Borough Staff Will Decide Size of Borough Staff

“So another part-time position has become permanent?”

 — Haines Borough Assembly member Don Turner III, asking borough manager Robert Venables about his proposal to create a full-time “facilities director” position, September 18, 2007.

“So long as grants are paying for it.”

— Venables’ response.

Let the record show: “Liberals” on the Haines Borough Assembly tried to reduce the size of government, but were thwarted by the staff and key allies on the assembly.

That’s right. The assembly met at 5:30 p.m. Tuesday, Aug. 20 to discuss which borough positions might be cut or left vacant in light of budget cuts to the Haines Borough by the State of Alaska.

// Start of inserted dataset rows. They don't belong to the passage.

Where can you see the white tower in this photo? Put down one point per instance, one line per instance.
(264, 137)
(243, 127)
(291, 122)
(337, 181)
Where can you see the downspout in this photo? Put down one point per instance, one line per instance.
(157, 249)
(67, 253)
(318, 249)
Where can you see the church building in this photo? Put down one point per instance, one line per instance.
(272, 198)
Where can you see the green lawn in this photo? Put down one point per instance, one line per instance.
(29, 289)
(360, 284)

My fellow assembly member Heather Lende figured reasonably that vacancies in several jobs due to resignations created an opportunity to trim or consolidate staff, including the job of facilities director,  which costs the borough $140,000 per year, including benefits.

Created in 2007, that facilities director job was intended as a temporary one — to be funded with grant administration funds — to handle an overflow of borough projects when the state was rich on high oil prices and funding many projects in Haines. (In the Sept. 20, 2007 Chilkat Valley News, then-borough mayor Fred Shields said the borough could retire the position when the volume of projects declined. “If there’s no need, there’s no position,” Shields said.)

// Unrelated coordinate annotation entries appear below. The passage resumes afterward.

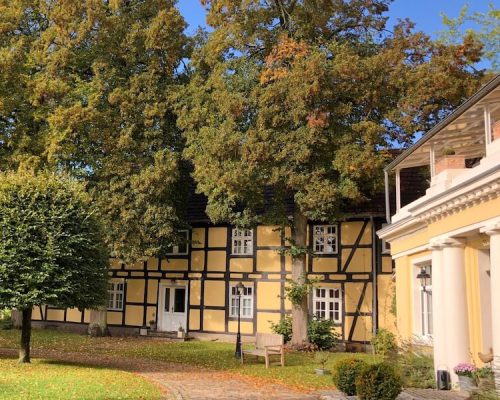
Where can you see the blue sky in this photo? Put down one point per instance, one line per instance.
(426, 13)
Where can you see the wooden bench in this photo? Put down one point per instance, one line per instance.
(266, 345)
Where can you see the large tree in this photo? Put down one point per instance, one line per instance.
(300, 97)
(52, 248)
(85, 87)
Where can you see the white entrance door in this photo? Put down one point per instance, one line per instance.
(172, 306)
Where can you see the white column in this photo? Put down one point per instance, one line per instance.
(494, 232)
(455, 313)
(438, 311)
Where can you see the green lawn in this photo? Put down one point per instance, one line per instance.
(45, 379)
(299, 370)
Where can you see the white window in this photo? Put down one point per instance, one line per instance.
(386, 247)
(327, 304)
(426, 304)
(180, 248)
(325, 239)
(242, 241)
(115, 296)
(246, 310)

Now the state is poor and capital project grants are all but gone.

But besides a lot of predictable talk about taking a more wholistic approach and having more discussion, nothing happened at last week’s meeting.

Here’s why.

The staff came loaded for bear, including pages of documents showing how vital the facilities director was to the functioning of the borough and testimony about how “thinly” staffed we are and how low morale is.

Rather remarkably, assembly member Sean Maidy, whose wife holds a full-time job in the borough office, asserted that it’s not proper for the assembly to determine the size of the staff, and that consideration of staff size amounted to micro-managing by the assembly.

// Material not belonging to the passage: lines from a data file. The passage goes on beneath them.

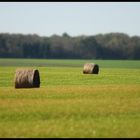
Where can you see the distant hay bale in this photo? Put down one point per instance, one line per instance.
(91, 68)
(27, 78)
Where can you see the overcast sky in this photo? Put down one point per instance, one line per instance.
(75, 18)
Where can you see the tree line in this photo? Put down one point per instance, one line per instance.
(100, 46)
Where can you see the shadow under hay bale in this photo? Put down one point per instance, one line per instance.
(27, 78)
(91, 68)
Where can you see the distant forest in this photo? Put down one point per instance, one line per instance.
(101, 46)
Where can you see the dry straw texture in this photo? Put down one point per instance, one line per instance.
(91, 68)
(27, 78)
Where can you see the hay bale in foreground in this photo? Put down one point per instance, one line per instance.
(27, 78)
(91, 68)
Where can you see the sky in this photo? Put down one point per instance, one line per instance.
(74, 18)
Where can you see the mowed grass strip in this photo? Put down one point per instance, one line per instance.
(70, 111)
(74, 76)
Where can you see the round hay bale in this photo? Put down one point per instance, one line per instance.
(91, 68)
(27, 78)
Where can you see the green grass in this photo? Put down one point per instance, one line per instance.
(69, 103)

The truth is that the Haines Borough Assembly has added two full-time jobs to the payroll since 2016 — a policeman and a full-time assistant to our full-time planner. Also, the assembly in May received $500,000 in raises and increased benefits and the borough police chief, who is paid $100,000 in cash and $50,000 in benefits, is angling for more pay.

Also, nearly all the existing large infrastructure of the borough were built without a “facilities director” on the payroll, including the Chilkat Center, the Haines School, Haines Public Library, the water and sewer systems, and the Haines boat harbor previous to the 2016 expansion.  (The borough hired engineers to oversee those projects during construction.)

Also, despite the fact that since government consolidation in 2002, the borough has employed three full-time workers in facilities maintenance. These skilled workers do a great job holding together our facilities.  Four years ago the borough built them their own maintenance shop on Union Street across from the Public Works Department.

So why is the facilities director position still needed?

The question is still a good one, bu unfortunately, the borough assembly can’t even begin a conversation about reducing staff. That tells you how much power the borough staff holds. The workers are running the company. In another context, such as a widget-factory, that might be okay.

But a government controlled by its staff is dangerous for at least two reasons: 1) Because as the staff is not directly accountable to the public, there’s no brake on its engine, and 2) Because the staff has its own agenda, very often to feather its own nest and the nests of its self-determined constituency and allies.

Right now the staff is deciding how many employees should be on the staff.  If that’s not a wake-up call to “fiscal conservatives” in the Haines Borough, nothing is.